QUESTION: The Mishnah states that on Erev Pesach, one may not eat from "close to Minchah... until dark." The Gemara cites a similar Beraisa in which Rebbi Yehudah says that this applies both to Erev Shabbos and to Erev Yom Tov. The Beraisa, though, leaves out the words "until dark." Is there a difference between the requirement to refrain from eating on Erev Pesach and the Halachah to refrain from eating on Erev Shabbos?
(a) TOSFOS writes that on Pesach there is a special requirement to eat Matzah at the time of the Korban Pesach, after nightfall. Therefore, the Mishnah says that one may not eat "until dark." On Shabbos, however, a person may accept the sanctity of Shabbos, recite Kidush, and begin his meal even before nightfall.

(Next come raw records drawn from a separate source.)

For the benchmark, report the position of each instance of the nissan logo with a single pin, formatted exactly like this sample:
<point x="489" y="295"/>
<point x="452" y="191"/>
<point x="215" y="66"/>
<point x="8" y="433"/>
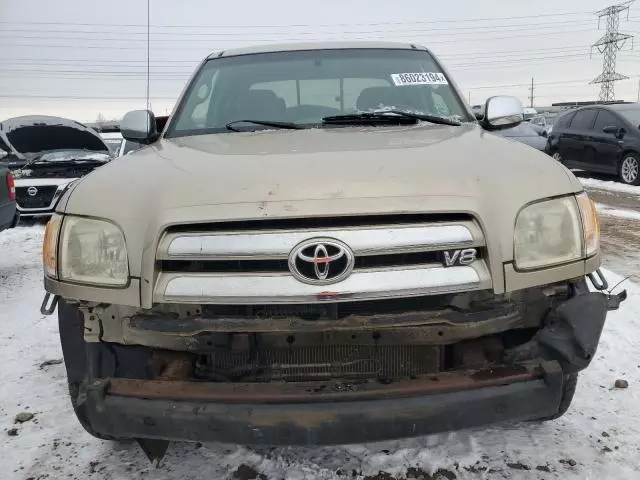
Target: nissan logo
<point x="321" y="261"/>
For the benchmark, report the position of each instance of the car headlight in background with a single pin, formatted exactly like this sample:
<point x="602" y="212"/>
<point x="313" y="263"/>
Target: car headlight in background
<point x="553" y="232"/>
<point x="88" y="251"/>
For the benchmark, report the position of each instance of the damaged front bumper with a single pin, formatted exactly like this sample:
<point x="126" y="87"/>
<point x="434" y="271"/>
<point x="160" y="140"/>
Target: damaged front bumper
<point x="528" y="383"/>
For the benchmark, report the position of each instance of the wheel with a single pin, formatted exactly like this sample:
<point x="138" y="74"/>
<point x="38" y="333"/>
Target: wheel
<point x="629" y="171"/>
<point x="568" y="390"/>
<point x="71" y="327"/>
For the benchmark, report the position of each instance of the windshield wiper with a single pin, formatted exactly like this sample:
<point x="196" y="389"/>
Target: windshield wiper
<point x="388" y="116"/>
<point x="266" y="123"/>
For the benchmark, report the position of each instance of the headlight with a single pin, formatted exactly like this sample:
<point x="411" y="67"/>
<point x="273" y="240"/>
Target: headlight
<point x="590" y="224"/>
<point x="93" y="252"/>
<point x="50" y="246"/>
<point x="548" y="233"/>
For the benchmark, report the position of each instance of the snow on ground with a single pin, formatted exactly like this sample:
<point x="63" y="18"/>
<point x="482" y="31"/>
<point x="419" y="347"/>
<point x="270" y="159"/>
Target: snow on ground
<point x="611" y="185"/>
<point x="617" y="212"/>
<point x="600" y="433"/>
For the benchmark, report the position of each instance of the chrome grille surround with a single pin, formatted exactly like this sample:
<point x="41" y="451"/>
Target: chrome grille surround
<point x="252" y="287"/>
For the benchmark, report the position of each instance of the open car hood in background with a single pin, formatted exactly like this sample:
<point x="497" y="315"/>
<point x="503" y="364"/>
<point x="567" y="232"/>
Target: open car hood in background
<point x="38" y="133"/>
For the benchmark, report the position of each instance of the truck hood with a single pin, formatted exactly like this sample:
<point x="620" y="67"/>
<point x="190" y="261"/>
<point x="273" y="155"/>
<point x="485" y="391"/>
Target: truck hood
<point x="319" y="172"/>
<point x="36" y="134"/>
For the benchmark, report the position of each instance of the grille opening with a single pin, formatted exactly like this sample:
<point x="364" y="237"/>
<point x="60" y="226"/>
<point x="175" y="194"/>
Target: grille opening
<point x="320" y="222"/>
<point x="41" y="199"/>
<point x="321" y="362"/>
<point x="281" y="265"/>
<point x="335" y="311"/>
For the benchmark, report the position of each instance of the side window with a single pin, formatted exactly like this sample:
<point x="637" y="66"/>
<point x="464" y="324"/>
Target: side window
<point x="564" y="120"/>
<point x="605" y="119"/>
<point x="583" y="120"/>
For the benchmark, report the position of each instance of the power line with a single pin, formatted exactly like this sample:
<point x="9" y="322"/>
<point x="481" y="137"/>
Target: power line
<point x="403" y="23"/>
<point x="208" y="48"/>
<point x="452" y="31"/>
<point x="106" y="62"/>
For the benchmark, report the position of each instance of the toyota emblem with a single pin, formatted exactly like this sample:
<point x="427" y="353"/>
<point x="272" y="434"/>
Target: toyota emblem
<point x="321" y="261"/>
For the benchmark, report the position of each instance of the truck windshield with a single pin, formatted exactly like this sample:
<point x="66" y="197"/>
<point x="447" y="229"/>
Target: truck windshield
<point x="303" y="87"/>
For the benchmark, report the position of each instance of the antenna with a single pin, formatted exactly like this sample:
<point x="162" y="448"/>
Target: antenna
<point x="608" y="45"/>
<point x="148" y="50"/>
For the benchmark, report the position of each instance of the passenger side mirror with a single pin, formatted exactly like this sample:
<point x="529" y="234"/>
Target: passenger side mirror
<point x="618" y="132"/>
<point x="502" y="112"/>
<point x="139" y="126"/>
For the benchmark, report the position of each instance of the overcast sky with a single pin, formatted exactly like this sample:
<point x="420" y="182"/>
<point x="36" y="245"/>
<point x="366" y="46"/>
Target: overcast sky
<point x="78" y="58"/>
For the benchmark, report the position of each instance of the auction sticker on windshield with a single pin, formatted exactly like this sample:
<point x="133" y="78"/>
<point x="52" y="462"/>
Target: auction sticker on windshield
<point x="421" y="78"/>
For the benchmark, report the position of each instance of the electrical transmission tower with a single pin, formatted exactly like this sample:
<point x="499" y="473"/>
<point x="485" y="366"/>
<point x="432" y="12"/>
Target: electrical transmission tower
<point x="608" y="45"/>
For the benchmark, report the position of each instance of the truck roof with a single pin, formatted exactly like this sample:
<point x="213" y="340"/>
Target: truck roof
<point x="291" y="47"/>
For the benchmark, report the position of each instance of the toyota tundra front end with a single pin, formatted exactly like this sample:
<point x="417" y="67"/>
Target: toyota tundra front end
<point x="323" y="247"/>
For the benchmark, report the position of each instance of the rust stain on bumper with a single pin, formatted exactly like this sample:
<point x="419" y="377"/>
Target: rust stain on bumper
<point x="315" y="392"/>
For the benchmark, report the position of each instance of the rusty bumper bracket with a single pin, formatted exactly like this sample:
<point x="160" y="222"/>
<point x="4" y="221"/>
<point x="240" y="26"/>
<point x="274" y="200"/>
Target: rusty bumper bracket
<point x="312" y="392"/>
<point x="256" y="414"/>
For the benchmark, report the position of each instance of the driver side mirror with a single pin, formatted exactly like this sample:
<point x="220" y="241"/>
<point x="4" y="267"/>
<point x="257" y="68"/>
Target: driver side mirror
<point x="139" y="126"/>
<point x="502" y="112"/>
<point x="618" y="132"/>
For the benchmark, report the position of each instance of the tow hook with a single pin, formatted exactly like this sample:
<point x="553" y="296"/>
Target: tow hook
<point x="600" y="283"/>
<point x="614" y="301"/>
<point x="48" y="310"/>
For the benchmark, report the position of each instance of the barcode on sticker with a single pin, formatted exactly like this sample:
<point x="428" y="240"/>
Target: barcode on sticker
<point x="423" y="78"/>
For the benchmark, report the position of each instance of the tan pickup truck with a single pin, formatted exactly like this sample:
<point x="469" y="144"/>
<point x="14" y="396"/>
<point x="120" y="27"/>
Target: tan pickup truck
<point x="323" y="245"/>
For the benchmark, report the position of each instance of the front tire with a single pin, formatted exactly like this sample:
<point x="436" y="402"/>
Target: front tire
<point x="629" y="170"/>
<point x="71" y="327"/>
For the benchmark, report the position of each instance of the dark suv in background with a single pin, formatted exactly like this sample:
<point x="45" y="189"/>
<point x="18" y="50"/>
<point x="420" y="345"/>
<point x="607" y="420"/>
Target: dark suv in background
<point x="602" y="138"/>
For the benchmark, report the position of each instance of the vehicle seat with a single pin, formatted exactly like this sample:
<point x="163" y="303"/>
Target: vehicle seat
<point x="310" y="113"/>
<point x="259" y="105"/>
<point x="373" y="98"/>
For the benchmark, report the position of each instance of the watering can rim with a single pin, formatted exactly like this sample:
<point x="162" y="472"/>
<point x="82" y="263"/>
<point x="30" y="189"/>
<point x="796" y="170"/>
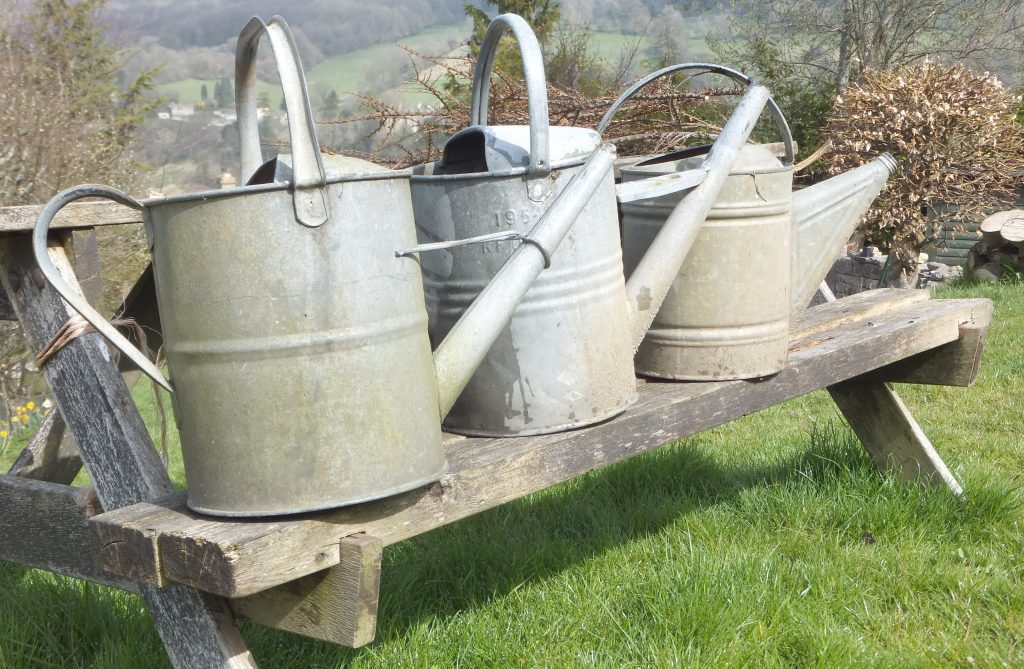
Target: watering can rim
<point x="214" y="194"/>
<point x="563" y="162"/>
<point x="694" y="152"/>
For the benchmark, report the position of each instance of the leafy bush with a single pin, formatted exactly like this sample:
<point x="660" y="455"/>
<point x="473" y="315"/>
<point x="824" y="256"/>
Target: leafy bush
<point x="954" y="138"/>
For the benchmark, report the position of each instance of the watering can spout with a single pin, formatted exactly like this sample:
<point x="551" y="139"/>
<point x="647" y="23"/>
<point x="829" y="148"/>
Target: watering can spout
<point x="824" y="216"/>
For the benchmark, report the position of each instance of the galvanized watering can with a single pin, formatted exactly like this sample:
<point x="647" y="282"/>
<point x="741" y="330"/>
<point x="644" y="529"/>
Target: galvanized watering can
<point x="565" y="360"/>
<point x="757" y="261"/>
<point x="295" y="336"/>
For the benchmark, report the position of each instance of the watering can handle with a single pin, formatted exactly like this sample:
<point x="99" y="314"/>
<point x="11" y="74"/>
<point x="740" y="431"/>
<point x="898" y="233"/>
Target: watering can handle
<point x="776" y="113"/>
<point x="74" y="297"/>
<point x="537" y="88"/>
<point x="307" y="166"/>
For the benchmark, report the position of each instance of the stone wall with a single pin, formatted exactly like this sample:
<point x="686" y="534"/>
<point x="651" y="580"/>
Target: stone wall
<point x="860" y="270"/>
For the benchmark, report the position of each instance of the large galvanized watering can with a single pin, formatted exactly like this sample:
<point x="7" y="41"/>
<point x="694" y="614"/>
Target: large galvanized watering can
<point x="759" y="256"/>
<point x="565" y="360"/>
<point x="296" y="338"/>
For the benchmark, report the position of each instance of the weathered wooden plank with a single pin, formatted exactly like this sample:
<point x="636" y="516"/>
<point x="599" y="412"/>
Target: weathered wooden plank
<point x="45" y="526"/>
<point x="78" y="214"/>
<point x="860" y="306"/>
<point x="50" y="455"/>
<point x="198" y="630"/>
<point x="952" y="364"/>
<point x="890" y="433"/>
<point x="338" y="604"/>
<point x="6" y="309"/>
<point x="238" y="558"/>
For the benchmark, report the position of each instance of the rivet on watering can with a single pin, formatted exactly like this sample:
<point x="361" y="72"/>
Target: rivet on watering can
<point x="37" y="278"/>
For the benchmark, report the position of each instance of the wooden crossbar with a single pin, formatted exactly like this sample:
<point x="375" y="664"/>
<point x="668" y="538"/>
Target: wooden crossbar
<point x="162" y="542"/>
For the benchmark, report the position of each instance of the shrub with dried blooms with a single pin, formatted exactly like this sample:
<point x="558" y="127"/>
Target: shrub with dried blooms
<point x="954" y="138"/>
<point x="665" y="116"/>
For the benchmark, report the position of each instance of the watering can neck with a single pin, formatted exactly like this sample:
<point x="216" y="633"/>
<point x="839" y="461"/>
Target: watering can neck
<point x="502" y="149"/>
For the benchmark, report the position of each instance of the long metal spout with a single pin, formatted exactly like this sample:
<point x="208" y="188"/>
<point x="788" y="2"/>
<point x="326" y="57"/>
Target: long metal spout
<point x="652" y="277"/>
<point x="824" y="216"/>
<point x="467" y="343"/>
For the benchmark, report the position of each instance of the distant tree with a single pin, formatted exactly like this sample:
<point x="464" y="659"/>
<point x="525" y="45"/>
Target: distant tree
<point x="671" y="39"/>
<point x="543" y="15"/>
<point x="955" y="140"/>
<point x="65" y="119"/>
<point x="572" y="61"/>
<point x="808" y="50"/>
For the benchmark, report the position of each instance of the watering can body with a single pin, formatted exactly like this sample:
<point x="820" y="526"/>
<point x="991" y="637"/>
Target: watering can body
<point x="294" y="317"/>
<point x="275" y="331"/>
<point x="566" y="358"/>
<point x="296" y="339"/>
<point x="757" y="260"/>
<point x="727" y="314"/>
<point x="549" y="369"/>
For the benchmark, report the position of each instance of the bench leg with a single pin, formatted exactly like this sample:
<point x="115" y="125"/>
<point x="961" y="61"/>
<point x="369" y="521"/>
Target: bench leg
<point x="890" y="433"/>
<point x="198" y="630"/>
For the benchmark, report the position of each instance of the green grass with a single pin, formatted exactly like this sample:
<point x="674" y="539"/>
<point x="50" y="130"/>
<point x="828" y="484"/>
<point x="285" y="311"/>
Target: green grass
<point x="771" y="541"/>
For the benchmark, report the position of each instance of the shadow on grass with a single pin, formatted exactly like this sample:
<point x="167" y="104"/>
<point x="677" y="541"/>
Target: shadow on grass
<point x="458" y="568"/>
<point x="484" y="557"/>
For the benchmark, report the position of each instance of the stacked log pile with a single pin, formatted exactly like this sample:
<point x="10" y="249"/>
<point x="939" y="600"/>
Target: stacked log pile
<point x="1000" y="247"/>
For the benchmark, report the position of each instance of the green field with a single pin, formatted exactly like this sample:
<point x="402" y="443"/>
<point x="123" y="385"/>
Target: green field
<point x="344" y="74"/>
<point x="348" y="73"/>
<point x="771" y="542"/>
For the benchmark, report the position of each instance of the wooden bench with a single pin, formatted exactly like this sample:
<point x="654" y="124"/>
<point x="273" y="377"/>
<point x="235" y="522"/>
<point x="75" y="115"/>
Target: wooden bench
<point x="318" y="574"/>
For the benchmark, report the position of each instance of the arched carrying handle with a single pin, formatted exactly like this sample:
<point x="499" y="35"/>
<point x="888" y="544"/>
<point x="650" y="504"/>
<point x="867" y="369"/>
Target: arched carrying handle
<point x="72" y="296"/>
<point x="537" y="87"/>
<point x="776" y="113"/>
<point x="310" y="204"/>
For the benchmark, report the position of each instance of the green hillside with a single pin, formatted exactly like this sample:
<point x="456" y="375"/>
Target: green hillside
<point x="345" y="74"/>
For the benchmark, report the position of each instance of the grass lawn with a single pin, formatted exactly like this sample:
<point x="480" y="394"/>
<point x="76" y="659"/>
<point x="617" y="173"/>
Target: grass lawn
<point x="770" y="541"/>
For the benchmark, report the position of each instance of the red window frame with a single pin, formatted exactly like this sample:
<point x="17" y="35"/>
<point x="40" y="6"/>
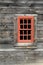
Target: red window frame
<point x="32" y="29"/>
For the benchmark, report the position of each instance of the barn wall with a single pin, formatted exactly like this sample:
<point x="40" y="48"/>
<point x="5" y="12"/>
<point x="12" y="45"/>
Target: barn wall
<point x="8" y="9"/>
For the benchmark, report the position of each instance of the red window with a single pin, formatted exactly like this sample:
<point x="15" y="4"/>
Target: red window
<point x="25" y="29"/>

The ROSH agrees with this opinion.
(b) The BACH (beginning of OC 472) cites the MAHARAL (Gevuros Hash-m 48) who writes that while one may begin his Shabbos meal before nightfall, he must eat part of his meal after dark. The source of the Mitzvah to eat three meals on Shabbos is the verse which mentions the word "ha'Yom" ("the day") three times (Shemos 16:25; see Shabbos 117b). The time before nightfall is not yet called the day of Shabbos. Therefore, at least part of the meal must be eaten on Shabbos after nightfall.
(c) TOSFOS (DH Ad) cites RABEINU YEHUDAH who quotes the Yerushalmi that Erev Shabbos and Erev Pesach are the same; just as one may not eat until after dark on Erev Pesach, so, too, one may not eat on Erev Shabbos until after dark. Therefore, the Beraisa which discusses Erev Shabbos should also say "Ad she'Techshach" ("until dark"). Apparently, one may not eat on Erev Shabbos until after dark because one cannot fulfill the Mitzvah to declare the sanctity of Shabbos ("Zachor Es Yom ha'Shabbos") when the day of Shabbos has not yet arrived.
HALACHAH: On Erev Pesach, one must wait until dark to recite Kidush at the beginning of the Seder (SHULCHAN ARUCH OC 472). The TERUMAS HA'DESHEN (#137) reasons that the four cups of wine, which include the cup of Kidush, represent the Ge'ulah which is celebrated Pesach night. Since the Ge'ulah occurred after nightfall, the Seder must wait until that time as well.
With regard to Shabbos, the SHULCHAN ARUCH (OC 267:2) writes that one may begin his Shabbos meal before dark, as long as he starts after Plag ha'Minchah (1 1/4 hours before sunset). The MISHNAH BERURAH quotes the view of the BACH in the name of the MAHARAL (in (b) above), that if one eats his Shabbos meal early, he should eat at least a k'Zayis of bread after nightfall.
The Mishnah Berurah raises another issue. The MAGEN AVRAHAM (OC 233) writes that one is not permitted, on any night, to begin a meal within a half-hour before nightfall because he might get involved in his meal and forget to recite Keri'as Shema after dark. Therefore, if one does recite Kidush and begin the Shabbos meal early, he must start prior to a half-hour before nightfall (but, again, after Plag ha'Minchah). The Mishnah Berurah cites the TAZ (OC 233 and 271) who, on the contrary, permits a person to start his meal even within a half-hour of nightfall, as long as he has already recited Keri'as Shema. This is based on the opinion noted by TOSFOS (Berachos 2a) that one may say Keri'as Shema before nightfall (see Insights to Berachos 2:2).
However, the Mishnah Berurah (in BI'UR HALACHAH 271:1 and SHA'AR HA'TZIYUN 267:1) points out that the ruling of the Taz applies only to people who have a Minhag to always recite Ma'ariv early. One who always recites Ma'ariv after sunset is not permitted to recite Keri'as Shema early on Friday evening and begin the Shabbos meal early.
(This discussion applies only to eating the Shabbos meal before dark. With regard to accepting upon oneself the sanctity of Shabbos before dark, the SHULCHAN ARUCH (OC 261:2) cites the opinion that it is a Mitzvah to add to the Shabbos from the weekday ("Tosefes Shabbos"). See Mishnah Berurah there (261:19).)